Go to the start menu and open up the recently added Anaconda prompt. Copy and paste the following line to the prompt to make conda-forge the default channel:
conda config --prepend channels conda-forge
Then update your packages to make everything nice and consistent:
conda update conda
Installing Packages¶
Now that you have Miniconda all set up, you can install any number of additional packages with one line on the Anaconda prompt opened from earlier:
conda install pandas spyder numpy
Where “conda install” tells conda to install packages which should be followed by the package names with spaces in between (in our case we want to install pandas, spyder, and numpy). Conda handles all of the downloading and installing of those packages.

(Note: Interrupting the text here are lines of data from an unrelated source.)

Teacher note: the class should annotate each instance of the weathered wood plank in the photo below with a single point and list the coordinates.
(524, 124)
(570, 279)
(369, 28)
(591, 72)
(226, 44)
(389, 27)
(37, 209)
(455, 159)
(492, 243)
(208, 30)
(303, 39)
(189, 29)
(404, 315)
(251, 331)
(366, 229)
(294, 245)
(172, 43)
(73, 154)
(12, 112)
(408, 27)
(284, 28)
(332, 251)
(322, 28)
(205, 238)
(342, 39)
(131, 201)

At this point, you should be ready write Python code and run it in the Spyder development environment!
Environments¶
Just to add a bit more complexity to the existing Python, conda, packages, and channels from earlier, conda also has the concept of python environments. When you installed Python/Miniconda you created the base Python environment. When you opened the Anaconda prompt, you started in this base environment and any packages you install will be placed in this base environment. Additional environments allows you to create additional independent Python installations with their own independent set of packages. This becomes very important when you create multiple scripts with different sets of packages that you don’t want to mix.
To create a new environment, use the following syntax:
conda create --name newenv python=3.6 pandas spyder
Where newenv is the name you are calling the new environment then followed by the packages you want to install.
Please download and look at the conda cheat sheet for many of the commands to use conda.
License and terms of usage¶
This package is licensed under the terms of the Apache License Version 2.0 and can be found on the GitHub project page.